Gameplay mimicked that of Super Mario 64, which Rare confesses to copying to a degree (especially its camera), although it had a few innovative touches. One of those were “context sensitive” pads. Stepping on these caused a light bulb to light up over Conker’s head and enabled him to perform a specific action pertaining to the pad, often taking the form of a special attack against a boss.
It also featured local multiplayer across a variety of modes such as a “heist” type mode (players try to escape with a bag of cash while trying not to be upstaged by the others who are doing the same thing), co-op team events such as storming a beach under fire as the “Frenchies” or defending it as the evil “Tediz”, to straight up deathmatch.
Conker’s excelled in a number of technical areas, too. The game featured large, playable areas, a wide range of facial expressions for Conker, detailed textures, sounds, effects, and even lip synicing. Text is all spoken in the game despite being cartridge-based. The advanced technical nature of the game pushed it to be one of the few 64MB cartridges for the N64. Conker and a large amount of the code “was already written” noted by the interview above linked to Amazon when they decided to change it into a more mature game, though Rare also spent considerable time digging back into the N64 hardware to squeeze even more performance out of the machine.

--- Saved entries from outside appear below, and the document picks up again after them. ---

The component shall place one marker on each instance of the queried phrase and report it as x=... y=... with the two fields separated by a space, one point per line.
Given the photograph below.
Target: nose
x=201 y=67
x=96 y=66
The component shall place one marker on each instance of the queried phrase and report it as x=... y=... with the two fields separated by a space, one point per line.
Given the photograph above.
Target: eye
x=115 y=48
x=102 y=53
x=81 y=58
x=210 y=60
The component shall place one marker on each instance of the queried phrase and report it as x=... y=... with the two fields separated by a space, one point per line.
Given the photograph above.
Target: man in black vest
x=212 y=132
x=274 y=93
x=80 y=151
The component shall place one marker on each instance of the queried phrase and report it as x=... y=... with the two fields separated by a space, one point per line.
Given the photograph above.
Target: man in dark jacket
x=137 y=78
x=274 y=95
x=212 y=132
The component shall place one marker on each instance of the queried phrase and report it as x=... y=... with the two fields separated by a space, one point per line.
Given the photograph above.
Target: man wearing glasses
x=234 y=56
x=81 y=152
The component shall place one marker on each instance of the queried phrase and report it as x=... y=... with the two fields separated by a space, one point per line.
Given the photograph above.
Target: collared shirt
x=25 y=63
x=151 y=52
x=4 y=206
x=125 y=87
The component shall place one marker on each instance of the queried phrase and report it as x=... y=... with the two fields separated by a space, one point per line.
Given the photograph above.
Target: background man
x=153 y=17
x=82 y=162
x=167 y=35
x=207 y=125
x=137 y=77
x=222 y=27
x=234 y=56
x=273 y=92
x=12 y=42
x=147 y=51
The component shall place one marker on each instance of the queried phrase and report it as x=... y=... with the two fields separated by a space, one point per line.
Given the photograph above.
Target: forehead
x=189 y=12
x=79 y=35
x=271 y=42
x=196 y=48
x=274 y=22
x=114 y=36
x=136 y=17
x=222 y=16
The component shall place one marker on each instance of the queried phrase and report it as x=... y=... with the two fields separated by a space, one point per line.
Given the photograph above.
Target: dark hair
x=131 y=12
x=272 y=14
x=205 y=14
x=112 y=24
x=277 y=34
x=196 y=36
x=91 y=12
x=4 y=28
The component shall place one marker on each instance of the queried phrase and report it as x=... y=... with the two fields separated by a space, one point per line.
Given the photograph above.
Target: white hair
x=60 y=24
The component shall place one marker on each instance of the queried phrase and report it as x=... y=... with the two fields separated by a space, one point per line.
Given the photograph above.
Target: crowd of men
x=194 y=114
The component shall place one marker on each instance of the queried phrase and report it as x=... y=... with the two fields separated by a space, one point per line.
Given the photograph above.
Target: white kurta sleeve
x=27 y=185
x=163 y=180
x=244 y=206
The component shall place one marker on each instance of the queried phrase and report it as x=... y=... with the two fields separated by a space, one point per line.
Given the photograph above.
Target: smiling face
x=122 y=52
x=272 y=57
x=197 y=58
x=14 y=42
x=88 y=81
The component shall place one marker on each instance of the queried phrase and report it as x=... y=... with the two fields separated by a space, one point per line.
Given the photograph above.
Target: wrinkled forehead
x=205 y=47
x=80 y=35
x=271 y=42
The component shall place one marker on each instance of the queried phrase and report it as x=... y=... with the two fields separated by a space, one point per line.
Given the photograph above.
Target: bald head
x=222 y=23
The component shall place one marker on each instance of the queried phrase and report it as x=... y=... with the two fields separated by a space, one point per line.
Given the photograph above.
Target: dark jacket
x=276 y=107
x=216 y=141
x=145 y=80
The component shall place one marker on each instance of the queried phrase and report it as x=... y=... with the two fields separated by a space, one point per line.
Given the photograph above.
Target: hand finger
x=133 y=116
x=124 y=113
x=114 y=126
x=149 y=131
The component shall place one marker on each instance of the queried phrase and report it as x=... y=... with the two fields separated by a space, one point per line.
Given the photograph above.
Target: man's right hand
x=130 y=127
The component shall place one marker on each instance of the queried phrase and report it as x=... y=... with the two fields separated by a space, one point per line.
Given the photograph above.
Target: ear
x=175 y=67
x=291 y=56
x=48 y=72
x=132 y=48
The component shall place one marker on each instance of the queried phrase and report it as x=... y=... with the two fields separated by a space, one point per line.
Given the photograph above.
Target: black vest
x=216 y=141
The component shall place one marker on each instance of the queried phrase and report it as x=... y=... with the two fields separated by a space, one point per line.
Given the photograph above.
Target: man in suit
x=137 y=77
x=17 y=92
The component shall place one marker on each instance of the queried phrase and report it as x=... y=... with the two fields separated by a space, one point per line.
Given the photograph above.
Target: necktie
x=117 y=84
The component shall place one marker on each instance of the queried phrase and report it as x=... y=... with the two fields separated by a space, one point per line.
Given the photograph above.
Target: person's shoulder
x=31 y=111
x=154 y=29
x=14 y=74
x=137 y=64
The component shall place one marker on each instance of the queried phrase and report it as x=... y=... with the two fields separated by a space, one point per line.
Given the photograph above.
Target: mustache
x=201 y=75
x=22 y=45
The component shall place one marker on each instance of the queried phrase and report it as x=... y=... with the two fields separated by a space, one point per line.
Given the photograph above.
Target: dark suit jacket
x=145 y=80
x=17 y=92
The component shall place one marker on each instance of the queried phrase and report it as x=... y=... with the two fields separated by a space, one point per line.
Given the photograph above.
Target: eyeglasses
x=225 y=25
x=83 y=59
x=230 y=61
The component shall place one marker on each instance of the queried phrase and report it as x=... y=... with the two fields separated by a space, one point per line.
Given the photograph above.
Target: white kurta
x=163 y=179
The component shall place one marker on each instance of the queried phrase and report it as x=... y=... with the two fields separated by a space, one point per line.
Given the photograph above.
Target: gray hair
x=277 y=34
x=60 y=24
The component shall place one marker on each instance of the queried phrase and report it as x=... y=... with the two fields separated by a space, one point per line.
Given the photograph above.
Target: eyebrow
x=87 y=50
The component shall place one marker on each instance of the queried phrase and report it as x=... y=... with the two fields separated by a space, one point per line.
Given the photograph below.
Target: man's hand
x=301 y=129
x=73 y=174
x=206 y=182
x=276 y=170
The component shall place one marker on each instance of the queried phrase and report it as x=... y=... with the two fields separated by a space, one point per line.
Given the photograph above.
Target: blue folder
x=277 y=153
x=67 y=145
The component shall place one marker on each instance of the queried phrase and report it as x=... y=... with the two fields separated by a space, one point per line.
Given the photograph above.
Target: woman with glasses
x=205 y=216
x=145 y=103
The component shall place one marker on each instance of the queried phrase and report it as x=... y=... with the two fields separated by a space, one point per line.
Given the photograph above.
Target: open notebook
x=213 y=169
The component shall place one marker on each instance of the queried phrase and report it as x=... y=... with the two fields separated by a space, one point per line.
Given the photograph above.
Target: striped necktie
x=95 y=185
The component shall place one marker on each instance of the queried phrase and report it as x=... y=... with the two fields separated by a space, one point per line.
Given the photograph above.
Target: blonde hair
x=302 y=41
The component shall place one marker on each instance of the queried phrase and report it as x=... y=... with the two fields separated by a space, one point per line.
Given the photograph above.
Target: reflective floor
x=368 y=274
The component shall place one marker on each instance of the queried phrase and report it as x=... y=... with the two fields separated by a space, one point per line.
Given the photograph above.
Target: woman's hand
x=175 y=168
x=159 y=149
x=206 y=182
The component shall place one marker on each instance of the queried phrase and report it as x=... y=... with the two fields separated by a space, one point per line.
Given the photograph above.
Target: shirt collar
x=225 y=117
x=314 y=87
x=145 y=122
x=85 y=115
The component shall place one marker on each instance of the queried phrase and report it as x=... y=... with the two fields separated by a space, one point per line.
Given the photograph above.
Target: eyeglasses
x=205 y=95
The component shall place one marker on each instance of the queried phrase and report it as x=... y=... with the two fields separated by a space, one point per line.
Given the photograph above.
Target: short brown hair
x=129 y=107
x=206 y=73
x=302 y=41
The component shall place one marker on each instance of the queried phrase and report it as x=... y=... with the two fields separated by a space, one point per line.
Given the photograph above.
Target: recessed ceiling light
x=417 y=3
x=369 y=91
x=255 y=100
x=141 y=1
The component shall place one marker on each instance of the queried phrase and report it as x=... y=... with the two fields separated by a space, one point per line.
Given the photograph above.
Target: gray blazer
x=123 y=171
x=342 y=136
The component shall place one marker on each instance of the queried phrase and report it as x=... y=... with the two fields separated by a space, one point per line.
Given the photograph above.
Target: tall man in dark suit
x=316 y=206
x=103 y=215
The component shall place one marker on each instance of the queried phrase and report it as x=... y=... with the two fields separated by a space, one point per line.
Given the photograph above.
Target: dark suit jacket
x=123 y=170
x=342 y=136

The game was critically well received across the board with many critics — and players — remarking how advanced the game felt on the surface compared to the rest of the N64’s library. Not only that, but the dark humor and mature themes were also a hit along with the extensive voice acting, characterizations, and wide ranging variety of play elements from simple platforming challenges to driving a toy tank around to defeat an enemy boss.
On the other hand, it sold pretty badly by Nintendo standards according to this IGN article that tracked sales of the game in 2001. By April, the game had only sold 55,000 units which was considered “miserable” by the article. Several factors were to blame. One was Nintendo’s marketing efforts targeting only the M-rated demographic and focusing those efforts in adult-only venues such as Playboy magazine ads limiting its reach.

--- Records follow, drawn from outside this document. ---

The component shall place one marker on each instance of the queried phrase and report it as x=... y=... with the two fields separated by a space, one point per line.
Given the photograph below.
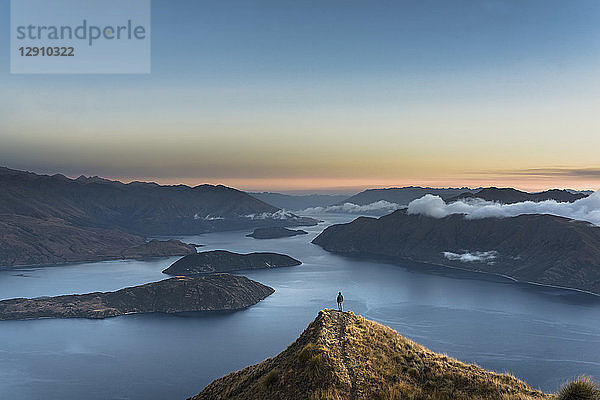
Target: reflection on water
x=540 y=334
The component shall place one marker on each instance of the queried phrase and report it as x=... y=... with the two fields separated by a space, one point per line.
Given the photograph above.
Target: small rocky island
x=217 y=292
x=226 y=261
x=275 y=232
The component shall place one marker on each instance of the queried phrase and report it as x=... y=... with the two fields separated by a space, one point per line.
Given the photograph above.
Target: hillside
x=227 y=261
x=298 y=202
x=53 y=219
x=511 y=196
x=343 y=356
x=142 y=208
x=40 y=241
x=275 y=233
x=536 y=248
x=218 y=292
x=402 y=196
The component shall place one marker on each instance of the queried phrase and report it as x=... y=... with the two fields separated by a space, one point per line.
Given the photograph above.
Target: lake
x=542 y=335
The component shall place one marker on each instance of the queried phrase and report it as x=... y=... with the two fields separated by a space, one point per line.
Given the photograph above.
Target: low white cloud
x=208 y=217
x=350 y=208
x=280 y=214
x=471 y=257
x=586 y=209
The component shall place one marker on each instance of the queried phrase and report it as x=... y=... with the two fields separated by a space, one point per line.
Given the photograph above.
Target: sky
x=335 y=95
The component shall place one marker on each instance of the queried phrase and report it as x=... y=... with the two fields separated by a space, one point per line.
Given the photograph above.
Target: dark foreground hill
x=510 y=195
x=537 y=248
x=226 y=261
x=218 y=292
x=402 y=196
x=342 y=356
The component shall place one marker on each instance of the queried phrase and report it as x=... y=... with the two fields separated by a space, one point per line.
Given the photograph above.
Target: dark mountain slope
x=298 y=202
x=218 y=292
x=36 y=241
x=534 y=248
x=142 y=208
x=402 y=196
x=226 y=261
x=510 y=195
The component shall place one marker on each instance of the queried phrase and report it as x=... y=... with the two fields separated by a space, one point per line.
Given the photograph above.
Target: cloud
x=470 y=257
x=554 y=172
x=280 y=214
x=586 y=209
x=350 y=208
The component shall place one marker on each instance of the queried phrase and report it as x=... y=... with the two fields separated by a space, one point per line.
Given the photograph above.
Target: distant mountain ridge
x=227 y=261
x=137 y=207
x=511 y=196
x=54 y=219
x=402 y=195
x=298 y=202
x=537 y=248
x=217 y=292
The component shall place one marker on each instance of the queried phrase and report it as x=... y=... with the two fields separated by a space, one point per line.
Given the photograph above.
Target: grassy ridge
x=345 y=356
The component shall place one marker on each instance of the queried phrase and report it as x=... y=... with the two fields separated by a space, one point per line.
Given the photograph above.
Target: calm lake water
x=542 y=335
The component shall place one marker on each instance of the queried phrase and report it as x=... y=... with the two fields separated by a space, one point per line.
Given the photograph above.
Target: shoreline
x=397 y=262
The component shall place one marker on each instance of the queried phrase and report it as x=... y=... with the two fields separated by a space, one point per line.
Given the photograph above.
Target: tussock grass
x=342 y=356
x=582 y=388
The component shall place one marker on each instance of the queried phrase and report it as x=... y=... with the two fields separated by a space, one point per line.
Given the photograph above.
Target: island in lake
x=217 y=292
x=537 y=248
x=345 y=356
x=226 y=261
x=275 y=232
x=48 y=220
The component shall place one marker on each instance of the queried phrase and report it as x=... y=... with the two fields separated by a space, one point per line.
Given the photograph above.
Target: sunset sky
x=335 y=95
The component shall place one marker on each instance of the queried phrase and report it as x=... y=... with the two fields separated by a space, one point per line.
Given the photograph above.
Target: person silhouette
x=340 y=300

Another factor was timing. The game came out today in 2001. But a few months later, the Nintendo Gamecube would arrive in November for North America and go head to head with the Microsoft Xbox in the same month. In the meantime, Sony’s PS2 was already out for a year by the time Conker came out, slowly ramping up its own numbers building up on the success of the PS1. As for the N64, the market for it and its games were already waning by the time Conker arrived. And it wasn’t cheap to make those 64MB carts, either.
As limited as it was, it left behind a considerable legacy both with fans who loved it and went on to be remade by Rare as Conker: Live & Reloaded in 2005 with its multiplayer retooled and expanded to support network play over Microsoft’s Xbox Live service. In 2015, Conker’s Bad Fur Day was included as part of the Rare Replay collection for the Xbox One. As of this article, physical copies of the original N64 game regularly command high prices on auction sites such as Ebay with “sealed” copies demanding several hundreds of dollars.

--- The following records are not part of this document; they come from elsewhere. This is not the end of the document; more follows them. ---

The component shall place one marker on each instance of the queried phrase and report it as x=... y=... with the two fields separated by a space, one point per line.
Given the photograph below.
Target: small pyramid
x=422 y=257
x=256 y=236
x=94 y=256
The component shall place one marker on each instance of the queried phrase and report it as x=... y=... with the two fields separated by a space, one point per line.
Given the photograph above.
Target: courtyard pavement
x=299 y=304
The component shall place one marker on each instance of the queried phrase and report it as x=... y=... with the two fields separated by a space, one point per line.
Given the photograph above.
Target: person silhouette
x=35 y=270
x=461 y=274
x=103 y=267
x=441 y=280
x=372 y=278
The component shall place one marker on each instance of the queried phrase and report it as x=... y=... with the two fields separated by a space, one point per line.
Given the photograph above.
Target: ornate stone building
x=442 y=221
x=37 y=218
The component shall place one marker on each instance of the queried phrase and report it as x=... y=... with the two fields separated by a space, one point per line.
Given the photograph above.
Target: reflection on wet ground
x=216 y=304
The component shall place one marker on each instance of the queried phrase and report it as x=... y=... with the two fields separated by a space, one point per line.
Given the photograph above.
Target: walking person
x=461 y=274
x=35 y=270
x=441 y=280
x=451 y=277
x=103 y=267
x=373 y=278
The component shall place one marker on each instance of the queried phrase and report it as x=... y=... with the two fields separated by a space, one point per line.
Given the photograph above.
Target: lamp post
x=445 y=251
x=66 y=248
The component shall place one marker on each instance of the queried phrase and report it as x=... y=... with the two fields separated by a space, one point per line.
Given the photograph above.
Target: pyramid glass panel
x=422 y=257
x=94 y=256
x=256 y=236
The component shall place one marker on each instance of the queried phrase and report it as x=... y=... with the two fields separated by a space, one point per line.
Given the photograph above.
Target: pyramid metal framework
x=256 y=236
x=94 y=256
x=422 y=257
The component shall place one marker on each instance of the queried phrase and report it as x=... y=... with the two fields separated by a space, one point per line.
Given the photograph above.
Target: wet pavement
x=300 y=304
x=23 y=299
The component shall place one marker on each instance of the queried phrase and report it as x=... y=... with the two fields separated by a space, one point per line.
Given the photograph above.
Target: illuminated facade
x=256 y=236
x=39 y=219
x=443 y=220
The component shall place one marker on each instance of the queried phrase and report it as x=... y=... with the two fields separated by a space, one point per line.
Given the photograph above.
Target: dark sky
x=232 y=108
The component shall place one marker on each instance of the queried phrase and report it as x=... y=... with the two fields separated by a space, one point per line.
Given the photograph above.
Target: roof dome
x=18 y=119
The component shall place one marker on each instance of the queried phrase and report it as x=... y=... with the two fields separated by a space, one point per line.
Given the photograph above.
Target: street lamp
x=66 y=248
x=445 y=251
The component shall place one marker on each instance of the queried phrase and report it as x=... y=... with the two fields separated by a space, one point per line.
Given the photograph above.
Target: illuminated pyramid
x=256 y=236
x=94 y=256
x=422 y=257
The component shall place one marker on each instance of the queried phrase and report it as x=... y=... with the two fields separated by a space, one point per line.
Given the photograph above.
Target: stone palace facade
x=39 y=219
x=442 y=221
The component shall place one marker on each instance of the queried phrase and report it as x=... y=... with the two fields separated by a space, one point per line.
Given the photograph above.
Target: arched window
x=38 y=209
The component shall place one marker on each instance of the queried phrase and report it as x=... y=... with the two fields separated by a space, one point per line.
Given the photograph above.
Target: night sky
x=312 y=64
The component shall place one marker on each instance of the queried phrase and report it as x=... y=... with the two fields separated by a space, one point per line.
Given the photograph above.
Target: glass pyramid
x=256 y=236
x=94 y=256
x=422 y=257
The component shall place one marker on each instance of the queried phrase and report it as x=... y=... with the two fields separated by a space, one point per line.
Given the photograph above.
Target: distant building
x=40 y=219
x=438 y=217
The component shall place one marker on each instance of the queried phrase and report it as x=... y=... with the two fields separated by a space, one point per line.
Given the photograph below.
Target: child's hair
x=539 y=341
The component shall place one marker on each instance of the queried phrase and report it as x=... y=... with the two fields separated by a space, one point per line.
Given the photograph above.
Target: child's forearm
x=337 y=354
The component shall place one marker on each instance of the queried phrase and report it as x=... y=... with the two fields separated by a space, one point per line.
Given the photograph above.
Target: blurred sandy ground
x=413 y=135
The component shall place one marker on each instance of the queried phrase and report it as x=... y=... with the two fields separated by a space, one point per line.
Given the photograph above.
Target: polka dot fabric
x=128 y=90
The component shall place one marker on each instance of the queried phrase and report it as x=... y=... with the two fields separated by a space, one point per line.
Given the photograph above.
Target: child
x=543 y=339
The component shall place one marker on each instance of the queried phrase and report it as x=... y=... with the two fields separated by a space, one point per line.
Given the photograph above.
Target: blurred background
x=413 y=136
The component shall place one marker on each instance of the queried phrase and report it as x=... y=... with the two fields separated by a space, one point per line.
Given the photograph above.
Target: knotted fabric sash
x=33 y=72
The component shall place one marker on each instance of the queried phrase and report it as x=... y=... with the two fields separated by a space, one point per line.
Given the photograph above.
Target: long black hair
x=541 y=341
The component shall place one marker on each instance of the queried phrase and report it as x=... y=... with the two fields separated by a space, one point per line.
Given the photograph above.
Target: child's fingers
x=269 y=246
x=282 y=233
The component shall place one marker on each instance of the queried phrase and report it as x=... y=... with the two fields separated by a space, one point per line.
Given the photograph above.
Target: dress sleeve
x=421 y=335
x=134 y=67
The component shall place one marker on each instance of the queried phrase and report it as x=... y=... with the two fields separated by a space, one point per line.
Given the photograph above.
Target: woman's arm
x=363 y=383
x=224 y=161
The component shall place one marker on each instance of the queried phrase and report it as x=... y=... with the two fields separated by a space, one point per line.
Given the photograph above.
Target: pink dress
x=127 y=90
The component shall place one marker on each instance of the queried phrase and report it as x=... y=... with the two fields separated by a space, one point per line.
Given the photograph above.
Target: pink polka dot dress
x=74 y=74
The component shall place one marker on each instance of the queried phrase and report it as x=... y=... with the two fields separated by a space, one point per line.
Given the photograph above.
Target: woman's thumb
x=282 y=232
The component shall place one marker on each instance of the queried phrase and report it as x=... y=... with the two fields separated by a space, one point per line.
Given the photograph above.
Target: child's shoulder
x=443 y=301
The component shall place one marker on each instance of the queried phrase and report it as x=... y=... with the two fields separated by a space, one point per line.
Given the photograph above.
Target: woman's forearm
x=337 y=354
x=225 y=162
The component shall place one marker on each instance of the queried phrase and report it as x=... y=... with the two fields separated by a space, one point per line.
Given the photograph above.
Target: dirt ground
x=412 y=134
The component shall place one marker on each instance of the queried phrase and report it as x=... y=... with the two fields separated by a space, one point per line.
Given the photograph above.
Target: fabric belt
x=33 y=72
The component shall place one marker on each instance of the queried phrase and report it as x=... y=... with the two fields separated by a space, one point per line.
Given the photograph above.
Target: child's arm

Conker’s Bad Fur Day was one of those remarkable moments in Nintendo gaming that stood out for being an unexpectedly mature game for a Nintendo platform at the time as well as being a perfectly fine and thoroughly entertaining title on its own merits. This was one of Rare’s shining moments way back when on the N64 where they had also been responsible for other iconic greats such as GoldenEye and Perfect Dark. The only thing missing was an adaptation for the big screen by Ralph Bakshi.